Practice and Reflection
- How did the Puritans’ emphasis on conformity help or hinder the development of a robust civic culture?
- In what ways did Roger Williams’ and Anne Hutchinson’s dissent foreshadow later debates about religious liberty in America?
- Compare and contrast the motives and outcomes of Jamestown and Plymouth: wealth extraction versus religious reform and community-building.
- Explain how Winthrop’s city upon a hill shaped both Puritan governance and later American political rhetoric.

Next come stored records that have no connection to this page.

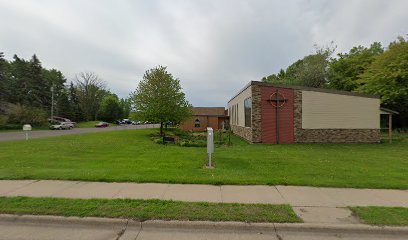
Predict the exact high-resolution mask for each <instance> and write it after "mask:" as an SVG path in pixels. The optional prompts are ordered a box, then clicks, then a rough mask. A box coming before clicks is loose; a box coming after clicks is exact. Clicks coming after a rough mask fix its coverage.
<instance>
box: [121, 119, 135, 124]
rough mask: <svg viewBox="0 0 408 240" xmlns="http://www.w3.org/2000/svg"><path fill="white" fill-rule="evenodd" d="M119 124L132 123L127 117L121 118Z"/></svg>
mask: <svg viewBox="0 0 408 240" xmlns="http://www.w3.org/2000/svg"><path fill="white" fill-rule="evenodd" d="M121 124H132V121H130V120H129V119H123V120H122V121H121Z"/></svg>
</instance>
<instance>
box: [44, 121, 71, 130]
mask: <svg viewBox="0 0 408 240" xmlns="http://www.w3.org/2000/svg"><path fill="white" fill-rule="evenodd" d="M73 128H74V124H73V123H72V122H61V123H58V124H53V125H51V126H50V129H52V130H55V129H58V130H62V129H73Z"/></svg>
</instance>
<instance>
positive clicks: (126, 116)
mask: <svg viewBox="0 0 408 240" xmlns="http://www.w3.org/2000/svg"><path fill="white" fill-rule="evenodd" d="M120 107H121V109H122V115H121V116H120V118H129V115H130V111H131V110H132V102H131V100H130V99H129V98H122V99H120Z"/></svg>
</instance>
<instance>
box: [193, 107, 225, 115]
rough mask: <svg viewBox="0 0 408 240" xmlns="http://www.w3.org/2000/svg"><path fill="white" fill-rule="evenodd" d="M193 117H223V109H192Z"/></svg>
mask: <svg viewBox="0 0 408 240" xmlns="http://www.w3.org/2000/svg"><path fill="white" fill-rule="evenodd" d="M193 115H194V116H225V108H224V107H193Z"/></svg>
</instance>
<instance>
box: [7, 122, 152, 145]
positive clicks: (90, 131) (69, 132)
mask: <svg viewBox="0 0 408 240" xmlns="http://www.w3.org/2000/svg"><path fill="white" fill-rule="evenodd" d="M158 127H160V124H143V125H121V126H112V127H107V128H74V129H72V130H38V131H30V132H29V133H28V134H29V139H31V138H42V137H53V136H63V135H72V134H82V133H93V132H107V131H119V130H129V129H143V128H158ZM18 140H25V132H23V131H22V130H21V131H18V132H0V142H5V141H18Z"/></svg>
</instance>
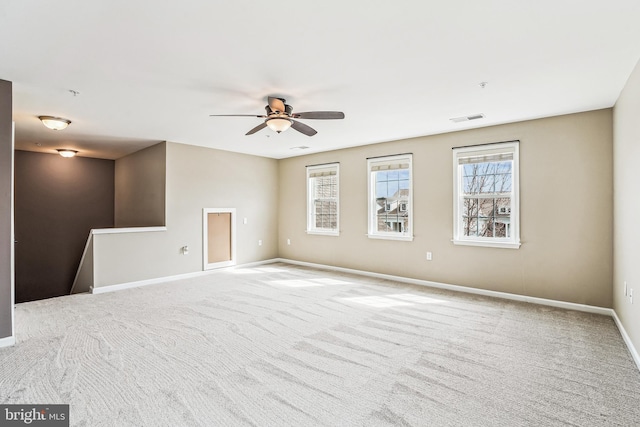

Quick References (from the transcript)
- Puritans demanded church membership for holding public office; separation of church and state as today’s norm is an evolution from this.
- Visible vs invisible church; membership tests based on literacy and Bible knowledge.
- Conformity and attendance as tools of social control; outsiders faced expulsion.
- Notable expulsions: Roger Williams ( Rhode Island founder) and Anne Hutchinson (banished for challenging authority and claiming personal revelation).
- Plymouth’s Mayflower Compact as an early governance framework; Squanto and Massasoit aided survival and settlement.
- Jamestown’s tobacco economy and headright system; indentured servitude; arrival of African slaves in 1619.
- Maryland as a Catholic-tolerant proprietary colony; contrast with Virginia’s corporate structure.
- Massachusetts Bay’s autonomous governance with church-based political rights; Winthrop’s sermon as a foundational manifest for colonial social order.
- The future discussion will cover the Salem witch trials and the broader implications of conformity and fear of outsiders.